Nonetheless, what turns researchers on is when they can identify anomalous empirical findings and explain them in an intuitive and interesting way. Examples of what doesn’t work:
- If some investors were simply stupid (suffering from cognitive bias), this would not be interesting to financial economists. Okay, so some investors are stupid, but professional traders counteract these dumb traders and prices are unaffected. No results in the data. Research paper = denied at journals = no tenure.
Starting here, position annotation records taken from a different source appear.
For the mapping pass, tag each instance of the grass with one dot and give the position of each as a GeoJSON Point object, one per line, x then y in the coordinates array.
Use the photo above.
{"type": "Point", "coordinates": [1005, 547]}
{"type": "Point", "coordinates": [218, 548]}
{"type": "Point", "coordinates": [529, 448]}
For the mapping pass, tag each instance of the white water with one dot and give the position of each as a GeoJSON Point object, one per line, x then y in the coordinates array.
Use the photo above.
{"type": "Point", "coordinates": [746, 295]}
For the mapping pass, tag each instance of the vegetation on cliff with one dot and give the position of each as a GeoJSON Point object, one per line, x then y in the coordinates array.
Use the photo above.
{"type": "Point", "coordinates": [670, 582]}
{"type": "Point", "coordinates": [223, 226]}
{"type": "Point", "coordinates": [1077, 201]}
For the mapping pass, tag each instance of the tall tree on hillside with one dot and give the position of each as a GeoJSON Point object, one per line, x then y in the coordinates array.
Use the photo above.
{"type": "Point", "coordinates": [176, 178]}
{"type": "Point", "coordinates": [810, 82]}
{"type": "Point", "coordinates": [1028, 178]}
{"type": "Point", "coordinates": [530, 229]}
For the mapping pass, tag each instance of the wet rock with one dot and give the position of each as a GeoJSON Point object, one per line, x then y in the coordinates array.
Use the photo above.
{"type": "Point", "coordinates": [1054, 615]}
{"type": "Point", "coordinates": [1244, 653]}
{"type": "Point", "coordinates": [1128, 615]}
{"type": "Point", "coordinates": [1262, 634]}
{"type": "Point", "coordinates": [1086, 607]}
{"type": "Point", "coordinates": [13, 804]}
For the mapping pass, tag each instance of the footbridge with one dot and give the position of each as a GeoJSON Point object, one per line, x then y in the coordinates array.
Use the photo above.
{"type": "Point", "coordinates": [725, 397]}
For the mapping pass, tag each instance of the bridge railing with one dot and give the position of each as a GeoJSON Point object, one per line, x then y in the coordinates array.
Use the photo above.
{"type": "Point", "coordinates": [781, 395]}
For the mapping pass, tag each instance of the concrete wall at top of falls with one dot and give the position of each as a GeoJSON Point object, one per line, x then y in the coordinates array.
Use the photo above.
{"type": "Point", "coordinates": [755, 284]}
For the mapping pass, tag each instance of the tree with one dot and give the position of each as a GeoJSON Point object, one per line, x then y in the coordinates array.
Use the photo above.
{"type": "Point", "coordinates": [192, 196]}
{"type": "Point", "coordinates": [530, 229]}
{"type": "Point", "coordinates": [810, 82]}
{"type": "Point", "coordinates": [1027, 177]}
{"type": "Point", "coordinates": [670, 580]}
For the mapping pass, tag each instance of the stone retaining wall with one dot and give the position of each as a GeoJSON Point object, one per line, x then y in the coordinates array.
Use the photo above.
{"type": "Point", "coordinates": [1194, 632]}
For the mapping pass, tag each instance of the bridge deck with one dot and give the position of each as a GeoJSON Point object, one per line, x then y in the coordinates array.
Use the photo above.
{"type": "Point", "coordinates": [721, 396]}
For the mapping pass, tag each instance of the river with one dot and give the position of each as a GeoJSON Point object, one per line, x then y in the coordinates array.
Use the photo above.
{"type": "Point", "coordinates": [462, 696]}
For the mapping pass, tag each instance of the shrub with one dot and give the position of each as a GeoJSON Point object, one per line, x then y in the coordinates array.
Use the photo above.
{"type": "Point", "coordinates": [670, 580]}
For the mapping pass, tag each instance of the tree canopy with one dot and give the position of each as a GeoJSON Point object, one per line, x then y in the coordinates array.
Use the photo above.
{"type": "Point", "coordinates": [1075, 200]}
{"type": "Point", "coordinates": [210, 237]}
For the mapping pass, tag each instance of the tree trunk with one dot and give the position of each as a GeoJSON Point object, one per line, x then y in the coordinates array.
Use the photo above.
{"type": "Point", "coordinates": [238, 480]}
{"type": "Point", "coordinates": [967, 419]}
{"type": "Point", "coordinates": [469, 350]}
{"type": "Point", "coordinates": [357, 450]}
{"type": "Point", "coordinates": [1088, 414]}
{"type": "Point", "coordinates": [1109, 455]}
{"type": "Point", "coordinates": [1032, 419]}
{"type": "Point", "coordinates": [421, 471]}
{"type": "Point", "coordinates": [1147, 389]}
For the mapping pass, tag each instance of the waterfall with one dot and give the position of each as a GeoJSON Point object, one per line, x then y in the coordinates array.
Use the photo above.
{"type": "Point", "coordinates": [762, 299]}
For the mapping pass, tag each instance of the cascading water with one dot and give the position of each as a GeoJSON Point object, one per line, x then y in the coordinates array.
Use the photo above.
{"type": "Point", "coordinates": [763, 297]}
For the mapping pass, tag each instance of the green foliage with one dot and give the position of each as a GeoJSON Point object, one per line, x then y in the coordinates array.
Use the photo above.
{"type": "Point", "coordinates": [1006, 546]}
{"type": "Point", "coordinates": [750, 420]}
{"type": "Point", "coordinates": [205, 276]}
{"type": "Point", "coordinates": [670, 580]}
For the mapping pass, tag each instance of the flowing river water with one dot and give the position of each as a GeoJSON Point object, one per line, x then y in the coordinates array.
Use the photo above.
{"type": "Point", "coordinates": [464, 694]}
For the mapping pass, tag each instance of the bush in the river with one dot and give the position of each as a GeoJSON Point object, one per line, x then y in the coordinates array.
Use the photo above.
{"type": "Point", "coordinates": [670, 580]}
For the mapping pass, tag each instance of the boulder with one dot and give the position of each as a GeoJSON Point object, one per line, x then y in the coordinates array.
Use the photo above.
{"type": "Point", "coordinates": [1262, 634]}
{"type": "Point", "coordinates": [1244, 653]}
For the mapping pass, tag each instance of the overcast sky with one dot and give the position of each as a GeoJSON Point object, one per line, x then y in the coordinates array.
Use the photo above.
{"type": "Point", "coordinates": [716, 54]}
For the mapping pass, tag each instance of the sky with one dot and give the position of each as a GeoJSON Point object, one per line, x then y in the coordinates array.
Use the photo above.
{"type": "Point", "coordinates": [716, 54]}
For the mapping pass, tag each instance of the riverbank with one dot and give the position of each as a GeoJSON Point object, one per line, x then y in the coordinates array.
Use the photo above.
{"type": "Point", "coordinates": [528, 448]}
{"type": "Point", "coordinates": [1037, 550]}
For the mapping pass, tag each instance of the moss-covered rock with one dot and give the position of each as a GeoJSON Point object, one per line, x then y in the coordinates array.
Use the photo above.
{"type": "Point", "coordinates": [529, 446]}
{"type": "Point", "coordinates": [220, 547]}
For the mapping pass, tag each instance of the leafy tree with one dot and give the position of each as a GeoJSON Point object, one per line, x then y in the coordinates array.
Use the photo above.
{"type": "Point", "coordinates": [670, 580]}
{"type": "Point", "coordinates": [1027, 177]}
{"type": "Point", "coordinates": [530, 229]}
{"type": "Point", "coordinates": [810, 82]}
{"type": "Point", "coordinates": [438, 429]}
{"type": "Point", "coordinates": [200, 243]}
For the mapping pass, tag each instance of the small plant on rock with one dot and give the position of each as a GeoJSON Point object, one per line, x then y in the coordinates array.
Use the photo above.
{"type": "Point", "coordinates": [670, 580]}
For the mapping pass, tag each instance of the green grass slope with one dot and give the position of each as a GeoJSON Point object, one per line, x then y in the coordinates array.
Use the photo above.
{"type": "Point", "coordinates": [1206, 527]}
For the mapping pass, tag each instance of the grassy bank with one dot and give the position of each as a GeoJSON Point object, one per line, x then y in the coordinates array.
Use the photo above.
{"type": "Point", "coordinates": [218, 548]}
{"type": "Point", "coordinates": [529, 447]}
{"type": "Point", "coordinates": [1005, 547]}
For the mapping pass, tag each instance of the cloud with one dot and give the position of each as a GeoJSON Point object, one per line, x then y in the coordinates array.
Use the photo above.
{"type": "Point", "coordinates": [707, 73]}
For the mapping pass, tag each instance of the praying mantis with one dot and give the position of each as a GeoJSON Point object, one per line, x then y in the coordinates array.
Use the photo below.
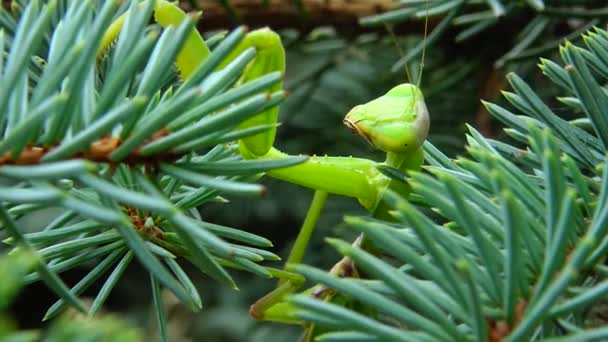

- Markets have frictions. Investors pay transaction costs. We all know this. Research paper on transaction costs = denied at journals = no tenure
However, combining a story that involves elements of silly investors and limits of arbitrage is a potent combination. For example, consider the concept of noise traders. Brad De Long, Andrei Shleifer, Larry Summers, and Robert Waldmann wrote an article called, “Noise Trader Risk in Financial Markets” in the Journal of Political Economy in 1990. I’d say this a pretty influential group of economists!
Here is the abstract from the paper:
We present a simple overlapping generations model of an asset market in which irrational noise traders with erroneous stochastic beliefs both affect prices and earn higher expected returns. The unpredictability of noise traders’ beliefs creates a risk in the price of the asset that deters rational arbitrageurs from aggressively betting against them. As a result, prices can diverge significantly from fundamental values even in the absence of fundamental risk. Moreover, bearing a disproportionate amount of risk that they themselves create enables noise traders to earn a higher expected return than rational investors do. The model sheds light on a number of financial anomalies, including the excess volatility of asset prices, the mean reversion of stock returns, the underpricing of closed-end mutual funds, and the Mehra-Prescott equity premium puzzle.
Combining biased investors with the realities of the marketplace can create some potent and publishable research.
This combination also describes what behavioral finance is all about: How does cognitive bias, in conjunction with limits of arbitrage, create interesting impacts on the marketplace.